We enter the final book of the trilogy this week, Mockingjay. This episode we get to explore the Gale and Katniss dynamic as we haven’t actually gotten too much in writing yet. We also take inventory of the things that we didn’t notice on our first time reading like Coin’s red flags and Prim’s wisdom. We are able to label the conflict between the Capitol and District 13 as a metaphor for the cold war between capitalism and communism, and get into how Katniss responds to these approaches of governance. Of course, we have to hate on Gale for his Jacob Black qualities, and we continue to be a Team Peeta podcast.
Next week we will be reading chapters 15-21 of book 3 in the series, Mockingjay.
This episode wraps up Catching Fire, so we follow the plot from the prep time in the Capitol, through the arena, and into the final explosion. Charles and Asia dive into Katniss’ new strategy in the games of saving Peeta rather than herself, and the strange alliance that never made any sense. We get to meet some of the other victors as Katniss meets them, and like her, we generally like them. Asia thinks we could have figured out the clock sooner, but we do concede the horror of some of the more evil segments. As we’ve mentioned this podcast is officially Pro-Peeta, and we really enjoy getting to see Peeta and Katniss together in this section, both trying to die to protect the other.

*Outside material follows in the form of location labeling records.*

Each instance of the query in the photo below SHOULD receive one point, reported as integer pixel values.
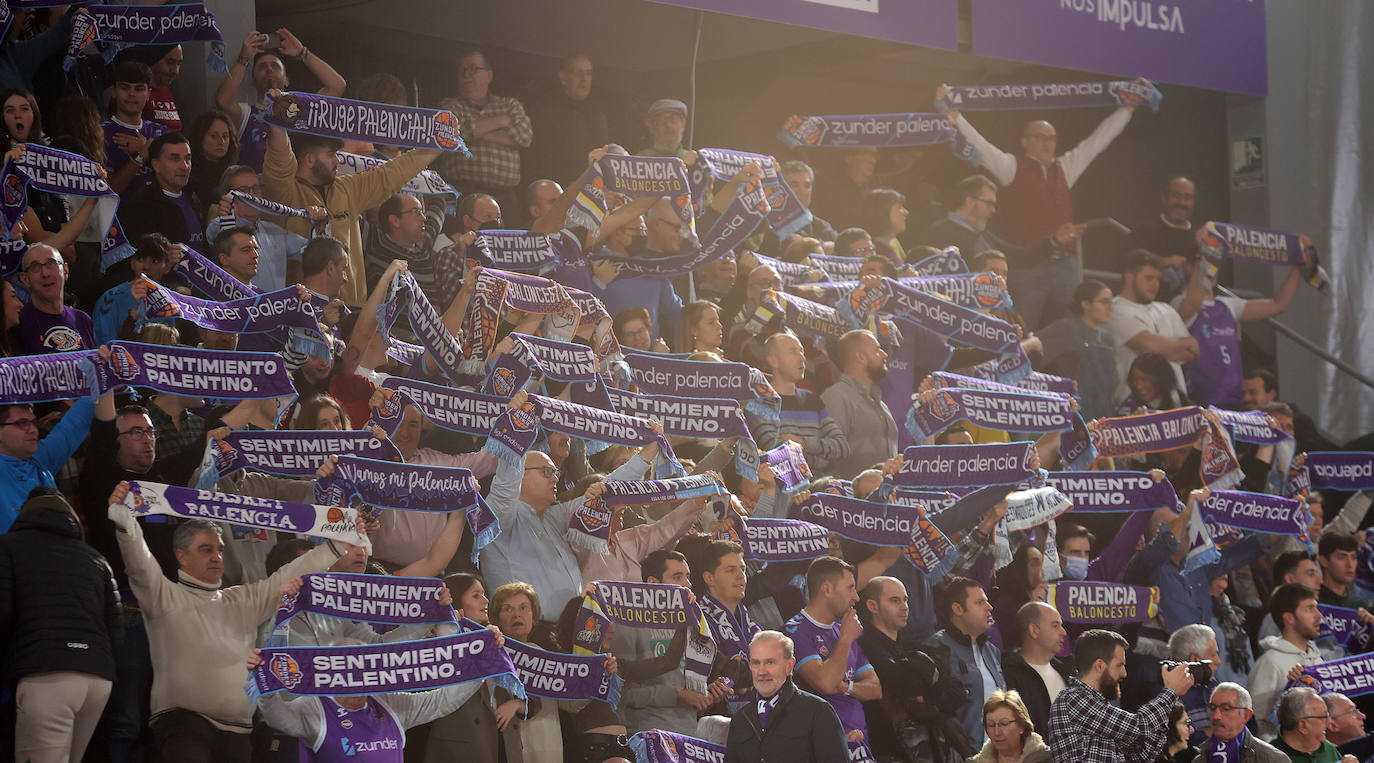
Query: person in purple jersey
(1215, 376)
(366, 727)
(127, 134)
(829, 659)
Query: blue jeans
(1042, 293)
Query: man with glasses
(1038, 202)
(47, 323)
(495, 129)
(1230, 710)
(1303, 729)
(972, 205)
(279, 249)
(532, 546)
(1345, 726)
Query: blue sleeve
(66, 436)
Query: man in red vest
(1035, 202)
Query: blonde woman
(1011, 736)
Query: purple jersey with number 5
(1215, 377)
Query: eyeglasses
(140, 433)
(546, 470)
(46, 264)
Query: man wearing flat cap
(665, 121)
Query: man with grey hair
(1229, 711)
(783, 722)
(201, 712)
(1303, 729)
(801, 179)
(1196, 644)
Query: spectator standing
(1139, 323)
(495, 129)
(963, 650)
(1036, 202)
(61, 616)
(855, 402)
(1084, 727)
(268, 72)
(566, 123)
(783, 722)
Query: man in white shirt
(1142, 325)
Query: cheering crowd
(510, 443)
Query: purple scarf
(1005, 411)
(555, 675)
(344, 118)
(377, 668)
(787, 215)
(961, 466)
(197, 373)
(947, 261)
(1165, 430)
(1219, 241)
(1057, 95)
(456, 410)
(1340, 470)
(1115, 491)
(363, 598)
(39, 378)
(665, 747)
(590, 525)
(287, 454)
(1086, 601)
(877, 129)
(410, 487)
(1259, 513)
(646, 605)
(783, 540)
(746, 211)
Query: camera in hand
(1201, 670)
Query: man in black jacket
(166, 206)
(1035, 670)
(782, 723)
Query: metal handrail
(1278, 326)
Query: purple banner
(786, 213)
(932, 24)
(961, 466)
(1054, 95)
(1115, 491)
(39, 378)
(1341, 470)
(198, 373)
(377, 668)
(1213, 46)
(562, 677)
(1091, 602)
(665, 747)
(327, 116)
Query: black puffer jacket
(58, 604)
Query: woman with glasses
(1011, 737)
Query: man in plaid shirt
(495, 129)
(1084, 727)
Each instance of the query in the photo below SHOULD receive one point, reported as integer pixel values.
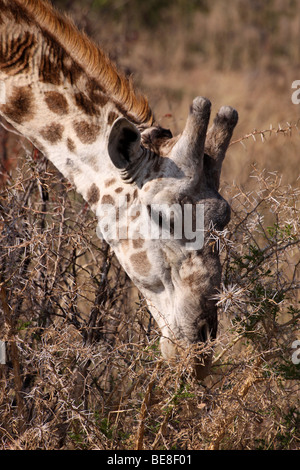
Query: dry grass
(83, 367)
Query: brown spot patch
(140, 263)
(138, 243)
(20, 106)
(112, 116)
(110, 182)
(87, 133)
(93, 194)
(52, 133)
(107, 199)
(70, 144)
(56, 102)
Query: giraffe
(64, 94)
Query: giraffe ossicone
(64, 94)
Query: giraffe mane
(91, 58)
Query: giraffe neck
(53, 96)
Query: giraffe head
(174, 205)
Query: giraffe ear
(124, 143)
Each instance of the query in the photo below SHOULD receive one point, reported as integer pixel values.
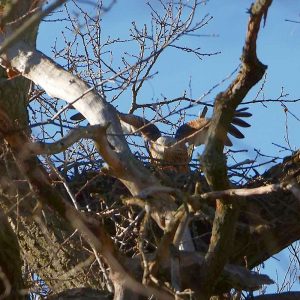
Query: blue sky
(278, 47)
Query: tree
(135, 237)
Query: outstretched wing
(132, 124)
(195, 131)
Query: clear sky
(278, 47)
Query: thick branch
(214, 163)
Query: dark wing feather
(77, 117)
(194, 132)
(235, 132)
(240, 122)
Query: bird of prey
(171, 152)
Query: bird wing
(195, 131)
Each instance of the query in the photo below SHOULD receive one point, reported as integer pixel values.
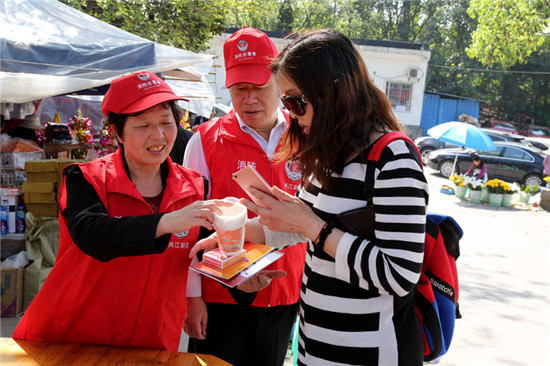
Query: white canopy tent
(48, 49)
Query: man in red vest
(245, 328)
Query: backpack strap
(373, 155)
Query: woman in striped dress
(357, 296)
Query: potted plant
(508, 193)
(526, 192)
(496, 189)
(475, 186)
(460, 188)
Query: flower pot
(495, 199)
(524, 197)
(484, 195)
(507, 200)
(460, 192)
(475, 196)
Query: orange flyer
(256, 254)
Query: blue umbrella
(464, 135)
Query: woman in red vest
(126, 222)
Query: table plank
(25, 352)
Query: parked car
(427, 144)
(499, 126)
(537, 131)
(540, 142)
(511, 162)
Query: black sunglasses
(296, 105)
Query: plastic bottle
(20, 220)
(4, 220)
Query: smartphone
(249, 177)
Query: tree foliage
(481, 49)
(508, 31)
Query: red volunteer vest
(128, 301)
(228, 149)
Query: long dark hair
(347, 105)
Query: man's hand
(196, 318)
(261, 280)
(207, 244)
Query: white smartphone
(249, 177)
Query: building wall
(385, 64)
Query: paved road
(504, 273)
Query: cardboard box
(42, 177)
(9, 197)
(36, 197)
(43, 209)
(12, 244)
(12, 292)
(41, 166)
(13, 177)
(17, 160)
(39, 187)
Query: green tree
(508, 31)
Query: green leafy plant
(497, 186)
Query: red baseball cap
(247, 54)
(136, 92)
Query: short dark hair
(117, 121)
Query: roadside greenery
(492, 50)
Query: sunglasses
(296, 105)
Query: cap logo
(143, 76)
(242, 45)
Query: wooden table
(24, 352)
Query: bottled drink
(20, 220)
(4, 220)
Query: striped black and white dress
(358, 308)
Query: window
(400, 96)
(515, 153)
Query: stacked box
(9, 197)
(17, 159)
(43, 182)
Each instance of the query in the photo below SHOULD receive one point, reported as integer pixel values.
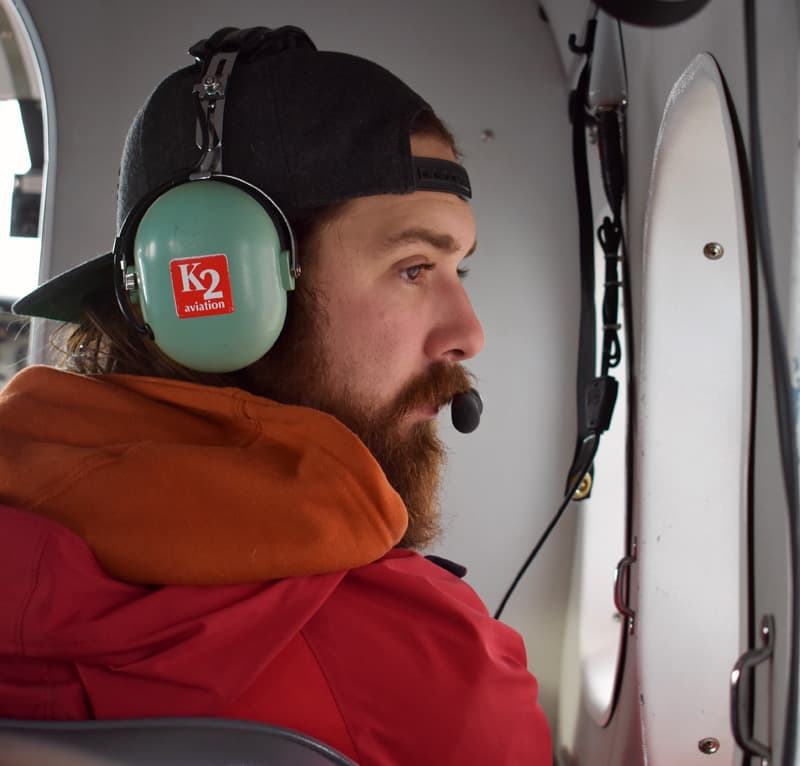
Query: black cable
(551, 526)
(780, 372)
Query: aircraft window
(21, 169)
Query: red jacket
(392, 662)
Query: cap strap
(441, 175)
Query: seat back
(163, 742)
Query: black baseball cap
(309, 128)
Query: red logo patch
(201, 286)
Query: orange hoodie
(170, 482)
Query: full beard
(297, 371)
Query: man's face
(380, 323)
(389, 270)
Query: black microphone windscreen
(465, 411)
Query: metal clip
(621, 584)
(210, 94)
(747, 664)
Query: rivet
(584, 487)
(709, 745)
(713, 251)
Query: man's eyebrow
(439, 240)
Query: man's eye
(413, 273)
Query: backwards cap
(307, 127)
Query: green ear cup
(212, 275)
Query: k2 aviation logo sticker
(201, 286)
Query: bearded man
(228, 539)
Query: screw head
(713, 251)
(708, 746)
(584, 487)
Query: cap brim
(65, 297)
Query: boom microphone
(465, 411)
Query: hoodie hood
(170, 482)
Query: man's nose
(457, 334)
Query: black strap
(596, 395)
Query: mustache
(434, 387)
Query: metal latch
(745, 665)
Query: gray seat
(161, 742)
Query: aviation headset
(207, 257)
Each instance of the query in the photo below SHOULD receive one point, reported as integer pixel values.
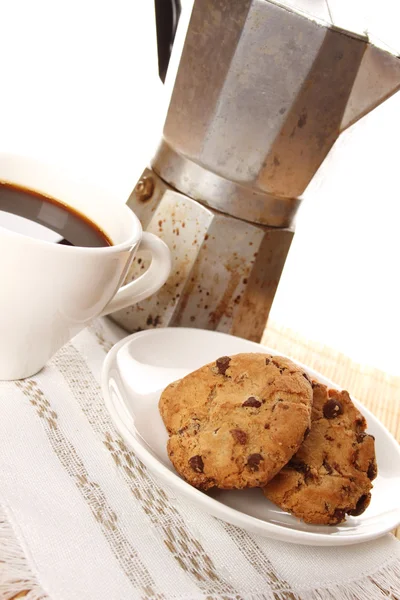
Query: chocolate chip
(252, 401)
(276, 404)
(361, 505)
(299, 466)
(372, 470)
(253, 461)
(361, 423)
(332, 409)
(222, 364)
(239, 435)
(339, 516)
(196, 462)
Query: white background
(79, 87)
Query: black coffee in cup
(69, 226)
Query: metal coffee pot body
(260, 93)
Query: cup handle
(148, 283)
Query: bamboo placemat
(377, 390)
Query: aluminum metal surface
(261, 94)
(225, 271)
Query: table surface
(378, 391)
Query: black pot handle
(167, 17)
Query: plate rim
(213, 506)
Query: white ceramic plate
(138, 368)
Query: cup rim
(130, 241)
(134, 238)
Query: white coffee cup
(48, 291)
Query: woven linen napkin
(81, 518)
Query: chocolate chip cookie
(235, 422)
(330, 476)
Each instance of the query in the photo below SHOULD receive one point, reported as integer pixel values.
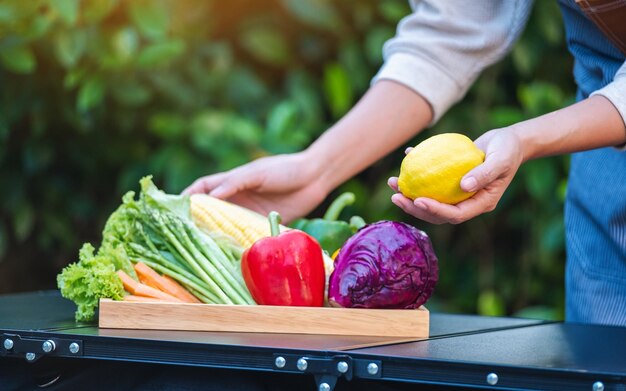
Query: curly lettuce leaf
(90, 279)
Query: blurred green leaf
(490, 304)
(96, 10)
(150, 17)
(540, 178)
(282, 118)
(374, 41)
(67, 9)
(540, 97)
(19, 59)
(337, 89)
(265, 44)
(206, 128)
(23, 221)
(69, 47)
(393, 10)
(167, 126)
(502, 116)
(160, 53)
(4, 241)
(90, 94)
(73, 78)
(317, 13)
(244, 131)
(7, 13)
(538, 312)
(125, 43)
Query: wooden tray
(264, 319)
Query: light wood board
(264, 319)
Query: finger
(393, 183)
(483, 174)
(480, 203)
(204, 184)
(414, 210)
(239, 180)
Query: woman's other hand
(290, 184)
(503, 156)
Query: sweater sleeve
(440, 49)
(615, 92)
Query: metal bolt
(492, 379)
(8, 344)
(48, 346)
(342, 367)
(74, 348)
(324, 387)
(280, 362)
(372, 368)
(302, 364)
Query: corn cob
(243, 225)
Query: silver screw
(324, 387)
(8, 344)
(372, 368)
(74, 348)
(280, 362)
(302, 364)
(48, 346)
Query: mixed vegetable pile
(199, 249)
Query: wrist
(529, 143)
(315, 162)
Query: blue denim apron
(595, 207)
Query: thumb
(236, 183)
(482, 175)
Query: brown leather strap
(610, 17)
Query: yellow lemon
(434, 168)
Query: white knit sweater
(441, 48)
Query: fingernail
(420, 205)
(469, 184)
(217, 192)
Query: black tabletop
(554, 356)
(462, 350)
(45, 310)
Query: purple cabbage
(387, 264)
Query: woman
(438, 52)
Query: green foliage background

Next week we will be reading chapters 1-14 of book 3 in the series, Mockingjay.
We start the best of the books in the The Hunger Games trilogy, Catching Fire. In this episode, we unpack the six months from Katniss and Peeta’s victory tour to their return to the capital as tributes in the Quell. It’s finally time for some love triangle in this story, and we are both heavily on Team Peeta, even bringing back some of our hatred for Jacob Black from Twilight. We admire how Katniss is handling the trauma and drama in her life, and we have a great time exploring this section of the plot which is pretty much skipped over in the movie. Of course, we’re preparing for the arena and the Quell as Katniss plans to save Peeta this time rather than herself.
Next week we will be reading chapters 15-27 of book 2 in the series, Catching Fire.
In this section, we get the second half of the Hunger Games including Katniss’ alliance with Rue and her final alliance with Peeta. We discuss the final few tributes, the darkness of the books, and the ending of the games. Charles and Asia unpack the complications of Katniss and Peeta’s relationship, and while we support Peeta’s love, we’re not happy with his reaction to Katniss’ confusion. We discuss the quality of the writing which does not disappoint and how this book sets up the remainder of the series so nicely. We also take some time to appreciate the gravity of the content, the loss of 22 teenagers’ lives, and we especially appreciate that Collins respects the severity of the content.
Next week we will be reading chapters 1-14 of book 2 in the series, Catching Fire.
For this next series, Asia and Charles are going to Panem and returning home to a series that they both have read and love dearly. We get to follow Katniss around, and we revel in some eighth grade dystopian angst. Katniss and Peeta enter The Hunger Games, and we follow their journey from District 12, through training, all the way into the arena. We compliment Suzanne Collins’ writing because she simply does an excellent job worldbuilding while keeping the plot moving along. This section was definitely a page turner.
Next week we will be reading chapters 15-27 of book 1 in the series, The Hunger Games.
Note: This episode was recorded around 4th of July, so please excuse some fireworks in the background.